Journal of Proteome Research, 2014
Prostate cancer (PCa) is the second leading cause of cancer-related mortality in men. The prevalent diagnosis method is based on the serum prostate-specific antigen (PSA) screening test, which suffers from low specificity, overdiagnosis, and overtreatment. In this work, untargeted metabolomic profiling of age-matched serum samples from prostate cancer patients and healthy individuals was performed using ultraperformance liquid chromatography coupled to high-resolution tandem mass spectrometry (UPLC-MS/MS) and machine learning methods. A metabolite-based in vitro diagnostic multivariate index assay (IVDMIA) was developed to predict the presence of PCa in serum samples with high classification sensitivity, specificity, and accuracy.
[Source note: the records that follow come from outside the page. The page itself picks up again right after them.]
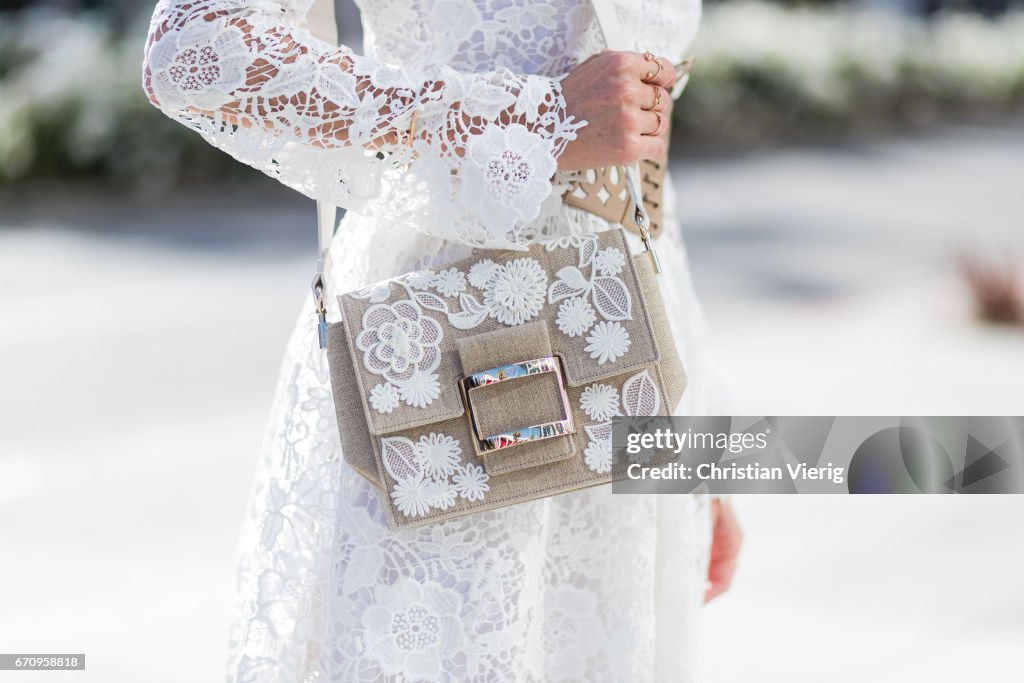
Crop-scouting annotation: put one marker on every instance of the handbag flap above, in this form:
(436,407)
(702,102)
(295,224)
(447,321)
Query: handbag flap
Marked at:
(402,333)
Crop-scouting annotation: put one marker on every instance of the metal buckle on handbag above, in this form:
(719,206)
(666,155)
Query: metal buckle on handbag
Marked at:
(549,364)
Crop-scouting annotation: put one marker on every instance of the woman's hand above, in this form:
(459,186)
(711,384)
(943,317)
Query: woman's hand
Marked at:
(727,537)
(626,99)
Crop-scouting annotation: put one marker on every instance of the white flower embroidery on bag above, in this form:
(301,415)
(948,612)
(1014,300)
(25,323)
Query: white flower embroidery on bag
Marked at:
(438,455)
(608,293)
(639,397)
(515,291)
(429,474)
(402,345)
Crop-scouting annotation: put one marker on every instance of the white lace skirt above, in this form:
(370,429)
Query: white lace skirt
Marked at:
(580,587)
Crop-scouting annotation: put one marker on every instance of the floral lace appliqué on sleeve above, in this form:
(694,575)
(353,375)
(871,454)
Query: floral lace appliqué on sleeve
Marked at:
(480,169)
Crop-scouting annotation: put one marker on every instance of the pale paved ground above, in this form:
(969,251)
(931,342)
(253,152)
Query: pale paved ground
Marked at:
(136,377)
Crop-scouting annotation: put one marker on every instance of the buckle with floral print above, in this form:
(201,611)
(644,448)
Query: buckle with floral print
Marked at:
(529,433)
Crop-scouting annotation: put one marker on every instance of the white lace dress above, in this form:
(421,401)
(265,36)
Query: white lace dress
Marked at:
(583,587)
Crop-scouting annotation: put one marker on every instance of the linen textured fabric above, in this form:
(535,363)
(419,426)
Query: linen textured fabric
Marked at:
(584,586)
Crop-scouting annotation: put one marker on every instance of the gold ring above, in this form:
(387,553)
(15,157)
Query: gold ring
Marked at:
(659,122)
(649,56)
(657,97)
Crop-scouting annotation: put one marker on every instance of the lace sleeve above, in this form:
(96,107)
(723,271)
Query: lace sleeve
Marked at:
(333,125)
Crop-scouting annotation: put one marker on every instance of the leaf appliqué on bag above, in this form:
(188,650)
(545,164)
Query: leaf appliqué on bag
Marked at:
(612,299)
(398,455)
(640,395)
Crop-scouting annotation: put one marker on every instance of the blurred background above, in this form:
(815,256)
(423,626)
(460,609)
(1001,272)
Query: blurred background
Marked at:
(851,180)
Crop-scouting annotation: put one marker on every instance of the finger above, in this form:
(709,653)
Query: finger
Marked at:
(649,72)
(719,579)
(658,98)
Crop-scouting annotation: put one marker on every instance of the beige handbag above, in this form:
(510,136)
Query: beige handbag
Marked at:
(494,380)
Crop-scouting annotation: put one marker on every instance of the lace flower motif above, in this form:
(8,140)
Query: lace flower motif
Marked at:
(397,341)
(384,397)
(576,315)
(420,389)
(607,342)
(471,481)
(201,63)
(437,455)
(609,261)
(597,455)
(516,291)
(481,272)
(450,283)
(600,401)
(513,167)
(411,628)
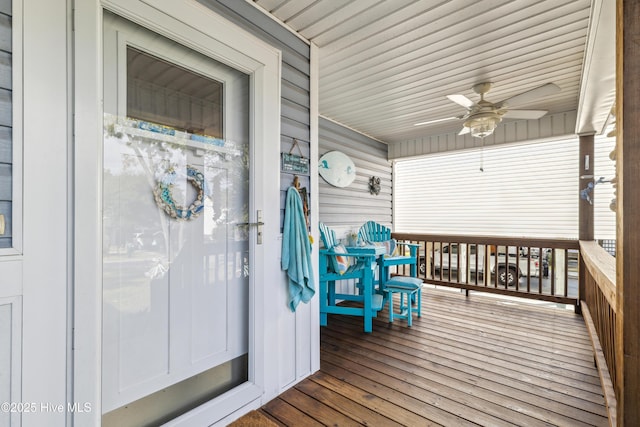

A panel of 40 metabolic spectral features was found to be differential with 92.1% sensitivity, 94.3% specificity, and 93.0% accuracy. The performance of the IVDMIA was higher than the prevalent PSA test. Within the discriminant panel, 31 metabolites were identified by MS and MS/MS, with 10 further confirmed chromatographically by standards. Numerous discriminant metabolites were mapped in the steroid hormone biosynthesis pathway. The identification of fatty acids, amino acids, lysophospholipids, and bile acids provided further insights into the metabolic alterations associated with the disease. With additional work, the results presented here show great potential toward implementation in clinical settings.